!Break!
Kian siang, tonggeret serempak berdering nyaring mengiringi Fadlan S. Intan, ahli geologi dalam tim itu, yang tengah memeriksa temuan bebatuan dari ayakannya di serambi gua. Saya bertanya seputar kawasan karst di sini. Fadlan mengambil ranting lalu menggoreskannya di tanah. “Jadi kalau lihat di peta,” tunjuknya, “karst Baturaja ini hanya di tengah saja seperti lensa—elips.”
Berbeda dengan karst di Kalimantan dan Sulawesi yang jauh lebih luas. Dalam batuan karst Baturaja, kerap muncul bebatuan lain sehingga menghasilkan sumber batu untuk peralatan zaman itu. “Gua hunian di sini banyak, bisa dirangking seperti hotel,” ungkap Fadlan.

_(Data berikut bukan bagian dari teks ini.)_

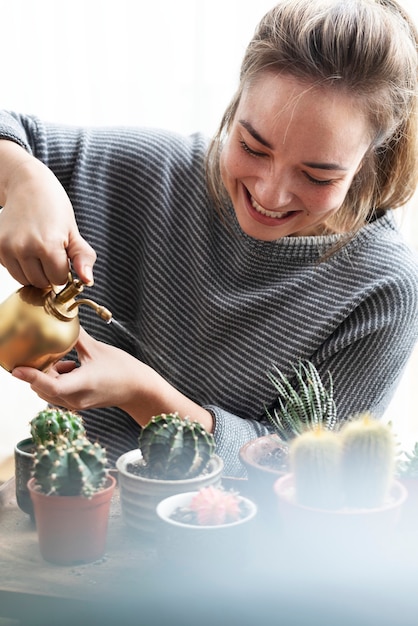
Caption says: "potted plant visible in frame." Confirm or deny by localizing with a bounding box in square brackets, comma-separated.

Selama lima tahun belakangan ini, dia telah menyurvei gua-gua perbukitan karst sekitar sini. Hasilnya, paling sedikit 38 gua dan ceruk yang umumnya berpotensi sebagai hunian prasejarah. “Menurut saya cukup padat,” ujarnya sambil mengalungkan kaca matanya. “Barangkali karena daerah ini tidak terlalu luas sehingga mereka memanfaatkan semua gua.”
Saya mengamati batuan hematit yang ditemukan Fadlan dalam ayakannya. Batuan ini diduga menjadi sarana para manusia prasejarah melukis di dinding gua. Terdapat sebelas panil gambar cadas prasejarah di gua ini. Semuanya merupakan panil-panil imaji gerigis yang terdiri atas gabungan garis-garis dan/atau titik-titik.
Pada 2010 Pindi Setiawan, selaku anggota tim Truman dari Pusat Penelitian Seni Rupa, Institut Teknologi Bandung, menyelisik temuan gambar cadas gua ini. “Di Bukit Karangsialang masih ada gua yang lebih luas dan lebih tinggi lokasinya,” ujarnya, “Namun Gua Harimau-lah yang termegah.”
Saya menjumpai Pindi di sebuah gerai kopi di Kembangan, Jakarta Barat. Lelaki itu telah berpengalaman meneliti gambar cadas yang tersebar di gua-gua seantero Tanah Air sejak lebih dari 15 tahun lalu. Rupanya, kegemaran Pindi dalam petualangan alam liar bersama Perhimpunan Penempuh Rimba dan Pendaki Gunung Wanadri telah tersalurkan dalam serangkaian penjelajahan gua yang dilakoninya.
Sebagai temuan gambar cadas pertama di Sumatra, Pindi berharap gua ini dapat melengkapi sejarah ke-Nusantara-an. Dia mencoba menghubungkan antara gambar cadas dan aspek keruangan Gua Harimau terhadap lingkungan sekitar.
Menurutnya, gambar cadas merupakan imaji yang mengandung informasi tentang peristiwa penting bagi masyarakat penggambarnya—bukan aktivitas harian. Imaji dalam gua ini tampaknya terkait dengan suatu kejadian sakral pada masyarakat yang tidak lagi sekadar berburu-meramu, tetapi juga bertani, berhierarki sosial, dan telah mengenal hubungan pertukaran barang.
!break!
Pendapatnya sedikit berbeda dengan Truman dalam hal fungsi gua ini. Menurut Pindi, para Penutur Austronesia awal yang datang dengan teknologi pertanian dan perahu itu sudah tidak lagi menggunakan gua sebagai hunian utamanya. Mereka sudah membangun pondok-pondok. “Yang menjadi masalah adalah sampai sekarang kita belum menemukan kampungnya,” ujar Pindi.
Mereka memandang gua sebagai tempat yang penting bagi pemenuhan kebutuhan integratif. Jadi, ketika gambar cadas dilukis, tampaknya gua berfungsi sebagai tempat sakral. “Saya tidak begitu yakin gua ini untuk dihuni,” ujarnya “kalau dihuni pun sifatnya sementara.”
“Gua Harimau sepertinya berfungsi sebagai peribadatan,” ungkapnya. “Ada indikasi kuat.” Pertimbangannya adalah gua ini memiliki panorama yang bagus, terlihat dari jauh lantaran berciri dinding putih, berkesan bersih, dan dekat sumber air.